By Peter Whoriskey
Washington Post Staff Writer
Friday, March 12, 2010; A13
The chief of the nation's auto safety regulators rejected criticism on Thursday that his agency made mistakes and responded too slowly to years of complaints regarding runaway Toyotas.
David L. Strickland, administrator of the National Highway Traffic Safety Administration, also denied in testimony before a House committee that the agency had become a "lap dog" for the car industry rather than a watchdog protecting the American public.
"From my review of the work done, if we're talking about Toyota specifically, this agency opened eight separate investigations over the time period when there were complaints about sudden acceleration," Strickland said. "A lap dog doesn't open eight investigations."
The hearing before the House Energy and Commerce Committee, the fourth congressional hearing in recent weeks involving NHTSA and the safety of Toyota cars, was meant to review the agency's actions and whether it has enough funding, personnel and legal authority to investigate defects in the industry.
The 600-plus-person agency has plans to add 66 people under its proposed budget. Strickland is also exploring whether it might need more legal authority to regulate the modern, more international auto industry.
As for new regulations, the government might make brake override systems mandatory, which would allow a driver to stop a car even if the throttle is stuck open. It is also considering requiring event data recorders, or "black boxes," that would save information about the car's operation in the event of a crash -- a device many cars already feature.
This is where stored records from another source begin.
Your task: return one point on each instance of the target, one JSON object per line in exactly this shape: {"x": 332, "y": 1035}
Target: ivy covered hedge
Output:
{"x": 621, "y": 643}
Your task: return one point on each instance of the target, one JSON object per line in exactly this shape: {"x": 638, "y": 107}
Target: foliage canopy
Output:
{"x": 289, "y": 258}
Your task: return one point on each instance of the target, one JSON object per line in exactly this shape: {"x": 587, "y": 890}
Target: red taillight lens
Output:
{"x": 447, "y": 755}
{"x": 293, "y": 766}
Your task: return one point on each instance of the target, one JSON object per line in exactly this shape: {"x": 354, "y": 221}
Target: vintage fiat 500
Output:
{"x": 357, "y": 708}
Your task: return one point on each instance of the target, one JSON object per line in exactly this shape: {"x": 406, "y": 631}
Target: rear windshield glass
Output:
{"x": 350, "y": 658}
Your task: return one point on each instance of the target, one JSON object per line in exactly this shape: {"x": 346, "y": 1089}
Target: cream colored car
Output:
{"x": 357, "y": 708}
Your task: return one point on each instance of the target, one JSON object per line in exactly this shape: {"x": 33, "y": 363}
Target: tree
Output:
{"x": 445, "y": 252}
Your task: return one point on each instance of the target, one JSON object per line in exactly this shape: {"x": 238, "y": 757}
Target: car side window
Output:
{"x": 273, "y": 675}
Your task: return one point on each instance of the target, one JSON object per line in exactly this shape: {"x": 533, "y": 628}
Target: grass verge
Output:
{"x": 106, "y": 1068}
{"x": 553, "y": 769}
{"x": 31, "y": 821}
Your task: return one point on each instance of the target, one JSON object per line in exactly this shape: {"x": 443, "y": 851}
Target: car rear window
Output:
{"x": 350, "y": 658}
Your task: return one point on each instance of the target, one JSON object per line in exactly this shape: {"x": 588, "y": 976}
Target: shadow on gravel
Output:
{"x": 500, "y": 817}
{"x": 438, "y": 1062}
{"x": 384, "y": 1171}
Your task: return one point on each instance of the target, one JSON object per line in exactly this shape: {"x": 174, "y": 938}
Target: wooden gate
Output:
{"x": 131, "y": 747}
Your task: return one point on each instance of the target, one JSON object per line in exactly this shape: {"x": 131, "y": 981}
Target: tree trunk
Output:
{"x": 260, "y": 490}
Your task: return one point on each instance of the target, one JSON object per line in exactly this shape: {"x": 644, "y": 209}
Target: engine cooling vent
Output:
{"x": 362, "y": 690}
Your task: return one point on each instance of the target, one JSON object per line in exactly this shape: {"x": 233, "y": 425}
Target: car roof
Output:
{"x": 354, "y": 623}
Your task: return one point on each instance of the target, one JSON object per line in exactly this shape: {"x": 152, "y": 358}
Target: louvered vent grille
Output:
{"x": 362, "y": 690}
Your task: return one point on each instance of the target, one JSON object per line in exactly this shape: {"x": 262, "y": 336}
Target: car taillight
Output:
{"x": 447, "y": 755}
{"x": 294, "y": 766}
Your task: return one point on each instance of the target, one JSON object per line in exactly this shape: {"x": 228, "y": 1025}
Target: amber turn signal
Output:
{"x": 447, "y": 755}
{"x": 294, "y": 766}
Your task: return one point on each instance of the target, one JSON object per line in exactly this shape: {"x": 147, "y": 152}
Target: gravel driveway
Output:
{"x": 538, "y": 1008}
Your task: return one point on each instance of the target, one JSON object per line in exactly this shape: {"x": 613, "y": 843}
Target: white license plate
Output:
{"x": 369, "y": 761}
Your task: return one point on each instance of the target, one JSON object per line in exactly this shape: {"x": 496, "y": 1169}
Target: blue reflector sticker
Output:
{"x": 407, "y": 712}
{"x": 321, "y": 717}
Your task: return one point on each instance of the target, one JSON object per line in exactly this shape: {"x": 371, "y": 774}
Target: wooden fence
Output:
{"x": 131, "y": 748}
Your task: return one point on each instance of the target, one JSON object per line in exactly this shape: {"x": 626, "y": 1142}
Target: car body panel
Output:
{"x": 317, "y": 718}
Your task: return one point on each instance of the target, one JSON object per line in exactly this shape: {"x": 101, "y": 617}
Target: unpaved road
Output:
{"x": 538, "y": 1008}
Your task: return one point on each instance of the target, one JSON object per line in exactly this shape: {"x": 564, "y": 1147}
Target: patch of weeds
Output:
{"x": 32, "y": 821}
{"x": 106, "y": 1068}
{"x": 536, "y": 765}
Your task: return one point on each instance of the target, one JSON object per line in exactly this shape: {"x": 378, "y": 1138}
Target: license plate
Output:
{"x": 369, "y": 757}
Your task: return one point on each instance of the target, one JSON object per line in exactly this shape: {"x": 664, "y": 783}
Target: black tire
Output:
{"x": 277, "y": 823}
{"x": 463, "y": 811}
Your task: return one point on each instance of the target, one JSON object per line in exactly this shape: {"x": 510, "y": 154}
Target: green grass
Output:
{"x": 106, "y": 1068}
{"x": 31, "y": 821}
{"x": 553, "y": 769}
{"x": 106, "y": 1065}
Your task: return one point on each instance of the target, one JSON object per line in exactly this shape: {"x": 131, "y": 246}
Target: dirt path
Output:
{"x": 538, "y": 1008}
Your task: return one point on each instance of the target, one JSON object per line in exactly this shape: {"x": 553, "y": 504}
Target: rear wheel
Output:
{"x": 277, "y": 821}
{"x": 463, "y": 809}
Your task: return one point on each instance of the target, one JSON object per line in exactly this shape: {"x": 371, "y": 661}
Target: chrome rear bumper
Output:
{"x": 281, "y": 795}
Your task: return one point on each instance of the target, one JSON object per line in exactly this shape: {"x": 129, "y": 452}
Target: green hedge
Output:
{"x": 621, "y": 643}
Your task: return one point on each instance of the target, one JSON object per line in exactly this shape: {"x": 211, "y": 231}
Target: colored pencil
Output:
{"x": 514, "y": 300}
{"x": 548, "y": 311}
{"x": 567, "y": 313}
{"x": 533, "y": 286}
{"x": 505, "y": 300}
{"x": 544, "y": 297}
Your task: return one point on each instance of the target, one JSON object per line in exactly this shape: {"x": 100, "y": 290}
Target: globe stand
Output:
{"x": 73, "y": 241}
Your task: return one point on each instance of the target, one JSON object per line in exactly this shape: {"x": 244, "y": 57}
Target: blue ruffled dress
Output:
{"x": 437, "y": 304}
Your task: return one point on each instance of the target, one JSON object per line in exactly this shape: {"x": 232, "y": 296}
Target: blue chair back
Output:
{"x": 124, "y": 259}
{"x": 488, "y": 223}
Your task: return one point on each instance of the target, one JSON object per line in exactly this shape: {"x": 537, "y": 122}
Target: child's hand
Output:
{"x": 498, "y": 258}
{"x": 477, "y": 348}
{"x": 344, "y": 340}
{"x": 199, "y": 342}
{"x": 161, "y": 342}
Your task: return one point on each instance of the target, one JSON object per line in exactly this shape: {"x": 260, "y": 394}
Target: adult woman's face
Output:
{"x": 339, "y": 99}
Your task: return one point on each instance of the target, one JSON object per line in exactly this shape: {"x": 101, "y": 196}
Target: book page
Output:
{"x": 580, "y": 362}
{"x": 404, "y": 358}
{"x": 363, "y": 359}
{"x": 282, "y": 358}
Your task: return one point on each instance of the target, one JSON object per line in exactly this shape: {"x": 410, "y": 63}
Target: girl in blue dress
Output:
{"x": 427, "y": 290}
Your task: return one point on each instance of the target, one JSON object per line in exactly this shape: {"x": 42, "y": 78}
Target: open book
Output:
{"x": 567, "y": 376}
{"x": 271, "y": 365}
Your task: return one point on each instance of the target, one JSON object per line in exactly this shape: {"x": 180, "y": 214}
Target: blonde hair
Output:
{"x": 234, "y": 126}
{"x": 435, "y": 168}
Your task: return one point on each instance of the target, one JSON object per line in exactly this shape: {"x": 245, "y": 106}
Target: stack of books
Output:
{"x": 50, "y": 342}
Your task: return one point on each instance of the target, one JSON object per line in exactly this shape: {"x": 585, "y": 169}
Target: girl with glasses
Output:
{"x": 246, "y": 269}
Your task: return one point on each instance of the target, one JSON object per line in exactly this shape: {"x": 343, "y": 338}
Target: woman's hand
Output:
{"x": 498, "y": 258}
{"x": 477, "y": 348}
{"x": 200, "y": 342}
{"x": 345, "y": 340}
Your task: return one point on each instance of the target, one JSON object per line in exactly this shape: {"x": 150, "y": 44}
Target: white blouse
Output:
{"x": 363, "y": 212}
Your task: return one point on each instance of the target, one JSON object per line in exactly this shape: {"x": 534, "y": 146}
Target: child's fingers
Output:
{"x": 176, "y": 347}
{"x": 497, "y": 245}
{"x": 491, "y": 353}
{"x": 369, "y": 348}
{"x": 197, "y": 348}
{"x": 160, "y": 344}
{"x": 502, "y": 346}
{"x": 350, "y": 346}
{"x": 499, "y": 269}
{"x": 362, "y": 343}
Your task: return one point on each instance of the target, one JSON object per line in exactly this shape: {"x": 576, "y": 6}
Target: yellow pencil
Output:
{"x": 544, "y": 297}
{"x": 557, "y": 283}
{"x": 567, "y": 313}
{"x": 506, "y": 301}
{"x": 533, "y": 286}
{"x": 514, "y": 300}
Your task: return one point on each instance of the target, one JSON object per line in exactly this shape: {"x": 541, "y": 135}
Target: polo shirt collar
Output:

But lawmakers have differed over threshold questions regarding the Toyota controversy, such as whether NHTSA and Toyota have failed to meet their responsibilities.
In opening his testimony, Strickland reported that traffic fatalities had fallen 8.9 percent to 33,963 in 2009, which he said was the lowest annual level since 1954.
"NHTSA's programs work, and they work well," he said.
The agency has faced a wave of criticism that it has been too close to the industry it regulates. Two former NHTSA regulators work for Toyota's Washington office. And although the agency has conducted eight investigations into reports on unintended acceleration, as Strickland noted, most of those inquiries were closed without a finding of a defect.
At the same time, the complaints against Toyota and Toyota Lexus vehicles were mounting. By September, Toyota, and particularly Toyota Lexus vehicles, stood out for having more federally filed complaints of unintended acceleration than other manufacturers, according to an analysis by Edmunds.com, the automotive Web site.
It wasn't until September, after years of complaints, that Toyota initiated its recalls of millions of cars and trucks.
"NHTSA's response to the safety defects implicated in these recalls has been sluggish at best," said Rep. John D. Dingell (D-Mich.). "NHTSA has suffered years of stagnation in funding."
Dingell asked Strickland whether NHTSA should have pushed Toyota to initiate recalls earlier.
"We pushed the recalls when we had the evidence of an unreasonable risk defect," Strickland said.